Saturday 19 March 2022

Rejection Correction

Time is moving onward.  And with this; I need to be looking at filling my employment gap.  So I have been scanning the various job websites.  Dreaming about what I can potentially do.  And sticking to what I can ACTUALLY do.  One has chosen patience over panic.

But for how long?

With St. Patrick's Day in the middle of this week; I thought it only right to have it as a holiday.  I very rarely got St. Patrick's Day off when I was working.  I got 2013's St. Patrick's Day off.  But aside from 2017 when Beauty and the Beast was released; March 17th was a beguilingly boring day at the cinema.  You'd be dealing with absolutely nothing, despite Belfast City Centre booming with life.

This year I stayed in-doors.  With an Irish theme running around me.  I baked my first Irish Soda Bread.  If I was to make an assessment I'd say next time to not use as many caraway seeds or as much buttermilk.  The former's taste was alien to me.  I spent a period of the day wondering what this questionable flavour was.  Initially I thought it was because I had used a line of butter on the grease-proof paper on the baking tray; giving the base a battered melt.  But as the bread cooled, its texture realigned and my brain had a time to process the new exposure; I have discovered it was an overdose of caraway seeds.

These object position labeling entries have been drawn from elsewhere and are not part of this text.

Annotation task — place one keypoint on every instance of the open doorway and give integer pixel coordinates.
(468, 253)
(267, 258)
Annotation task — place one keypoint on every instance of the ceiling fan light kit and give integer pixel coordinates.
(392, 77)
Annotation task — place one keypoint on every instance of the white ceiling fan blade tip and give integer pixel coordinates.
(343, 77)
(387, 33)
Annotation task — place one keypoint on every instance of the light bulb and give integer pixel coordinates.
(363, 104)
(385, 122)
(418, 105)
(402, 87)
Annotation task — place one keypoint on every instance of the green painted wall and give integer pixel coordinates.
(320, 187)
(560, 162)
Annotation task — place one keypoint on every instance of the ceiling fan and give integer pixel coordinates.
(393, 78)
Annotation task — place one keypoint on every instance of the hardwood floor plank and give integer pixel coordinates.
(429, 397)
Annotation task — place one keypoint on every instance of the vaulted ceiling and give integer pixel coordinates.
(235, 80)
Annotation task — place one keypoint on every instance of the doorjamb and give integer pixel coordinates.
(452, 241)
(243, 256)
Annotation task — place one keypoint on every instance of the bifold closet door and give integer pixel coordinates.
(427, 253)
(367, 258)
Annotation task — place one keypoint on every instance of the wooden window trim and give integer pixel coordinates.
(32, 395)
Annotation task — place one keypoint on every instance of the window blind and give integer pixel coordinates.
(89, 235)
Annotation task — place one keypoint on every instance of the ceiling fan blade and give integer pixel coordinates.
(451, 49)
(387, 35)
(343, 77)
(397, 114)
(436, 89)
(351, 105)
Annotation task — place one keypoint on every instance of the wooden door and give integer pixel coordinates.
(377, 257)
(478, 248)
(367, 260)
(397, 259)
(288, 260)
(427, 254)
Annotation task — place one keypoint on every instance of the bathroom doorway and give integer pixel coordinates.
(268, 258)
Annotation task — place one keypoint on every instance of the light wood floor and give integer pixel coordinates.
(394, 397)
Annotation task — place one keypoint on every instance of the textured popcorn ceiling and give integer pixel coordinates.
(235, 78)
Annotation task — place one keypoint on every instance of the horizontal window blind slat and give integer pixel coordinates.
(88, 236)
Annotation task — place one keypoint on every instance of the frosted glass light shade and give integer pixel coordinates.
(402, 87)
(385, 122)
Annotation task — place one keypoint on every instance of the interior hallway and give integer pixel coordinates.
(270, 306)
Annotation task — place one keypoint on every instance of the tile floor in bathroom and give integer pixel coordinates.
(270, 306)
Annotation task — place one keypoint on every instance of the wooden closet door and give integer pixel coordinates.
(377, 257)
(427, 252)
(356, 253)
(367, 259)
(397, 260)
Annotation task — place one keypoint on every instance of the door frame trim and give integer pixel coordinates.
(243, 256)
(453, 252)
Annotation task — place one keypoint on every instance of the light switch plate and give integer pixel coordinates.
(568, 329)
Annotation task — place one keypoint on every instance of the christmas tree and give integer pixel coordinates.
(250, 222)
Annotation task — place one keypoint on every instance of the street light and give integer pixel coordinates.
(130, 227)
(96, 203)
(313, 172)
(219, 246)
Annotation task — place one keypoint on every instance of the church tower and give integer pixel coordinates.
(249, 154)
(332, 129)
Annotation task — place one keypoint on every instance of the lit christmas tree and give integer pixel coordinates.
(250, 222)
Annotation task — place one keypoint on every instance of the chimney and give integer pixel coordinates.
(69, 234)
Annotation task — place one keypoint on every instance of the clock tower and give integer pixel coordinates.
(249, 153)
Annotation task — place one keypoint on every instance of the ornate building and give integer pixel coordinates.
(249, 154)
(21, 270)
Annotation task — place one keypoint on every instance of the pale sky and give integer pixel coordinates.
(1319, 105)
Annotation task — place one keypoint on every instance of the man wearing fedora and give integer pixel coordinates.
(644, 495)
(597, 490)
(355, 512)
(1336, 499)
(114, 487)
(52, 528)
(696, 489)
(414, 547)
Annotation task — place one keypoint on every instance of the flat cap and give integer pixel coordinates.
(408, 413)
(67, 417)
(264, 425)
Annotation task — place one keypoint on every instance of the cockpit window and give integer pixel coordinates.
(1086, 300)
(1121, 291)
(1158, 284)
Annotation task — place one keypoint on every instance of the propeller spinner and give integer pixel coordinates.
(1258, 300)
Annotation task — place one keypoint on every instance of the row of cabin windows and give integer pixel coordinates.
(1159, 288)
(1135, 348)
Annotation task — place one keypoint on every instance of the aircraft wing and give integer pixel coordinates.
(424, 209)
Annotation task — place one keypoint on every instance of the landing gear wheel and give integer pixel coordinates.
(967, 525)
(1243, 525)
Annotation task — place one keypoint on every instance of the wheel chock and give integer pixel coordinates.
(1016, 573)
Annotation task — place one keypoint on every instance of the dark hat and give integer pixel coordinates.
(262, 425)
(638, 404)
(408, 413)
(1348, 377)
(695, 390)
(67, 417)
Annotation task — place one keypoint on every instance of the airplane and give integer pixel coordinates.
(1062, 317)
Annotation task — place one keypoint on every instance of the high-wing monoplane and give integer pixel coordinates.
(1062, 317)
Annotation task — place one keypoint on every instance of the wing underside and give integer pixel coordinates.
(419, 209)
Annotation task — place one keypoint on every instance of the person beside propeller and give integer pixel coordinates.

But there was more.  I spent the day reading Bernard MacLavarty's Collected Stores.  Five collections of his all composed into one volume.  Ranging from 1977 to 2006.  Almost like the initial Star Wars series.  And similar to them; it was the later ones that weren't as memorable.  Maybe because they didn't take place as much in Northern Ireland.  I'm terrible for falling into the parochial feeling that this island offers. Tea and bakeries and colloquial language and old fashioned decor...  When I step into any old style pub in Belfast or a cafe / restaurant that have gone for a vintage style; I slip into such warmth.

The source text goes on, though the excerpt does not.